Stephen Johnson is a landscape photographer, designer and teacher. He has been photographing since 1973 and concentrates on landscape projects exploring wild, endangered spaces and human-altered lands, making images that depict a respect for the land and a real-world celebration of our relationship to nature. His work has been featured in Communication Arts, LIFE Magazine, American Photo, Outdoor Photographer, and ABC Discovery News, among many others. His books include "At Mono Lake," the award winning and critically acclaimed "The Great Central Valley: California's Heartland," "Making a Digital Book" and the new "Stephen Johnson On Digital Photography."
In 1994 Johnson embarked on With A New Eye, the ground breaking all digital photographic look at American national parks. Steve was recognized by Apple Computer in 1997 with a ColorSync Profiling Excellence Award. In 1999, Folio Magazine declared the publication of Johnson's digital photographs in Life Magazine to be one of the Top 15 Critical Events in magazine publishing in the twentieth century. In 2003 he was inducted into the Photoshop Hall of Fame. Canon named Steve as one of their Explorers of Light in 2006 and sponsors speaking engagements with him around the country. In 2007 X-Rite named Stephen as a founding member of their exclusive Coloratti group of photographers and educators honored for their skills in color management.
He has long been admired for his high photographic craft and for his dedication to making fine prints including designing his own paper Hahnemühle's Museum Etching. Steve excels at sharing his knowledge and passion for our medium with countless individuals. Internationally recognized as a digital photography pioneer, Johnson's photographs have been exhibited, published and collected in the United States, Europe, Mexico and Japan. His work is part of the permanent collections of many institutions, including the Oakland Museum and The Getty, the Packard Foundation, Apple Computer, Minolta Corporation and many others.

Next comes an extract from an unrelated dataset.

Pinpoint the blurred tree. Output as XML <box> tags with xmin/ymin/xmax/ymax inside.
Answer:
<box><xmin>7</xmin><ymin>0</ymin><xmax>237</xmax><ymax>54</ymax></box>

Johnson has worked closely with Adobe and many other industry leaders on expanding and refining the tools we use as photographers. Photographic clients have included the Ansel Adams Publishing Trust, the Fine Arts Museums of San Francisco, the National Park Service and the Friends of Photography. Friends of Photography chose his work as their first digital image in their fine print collectors program in 1996.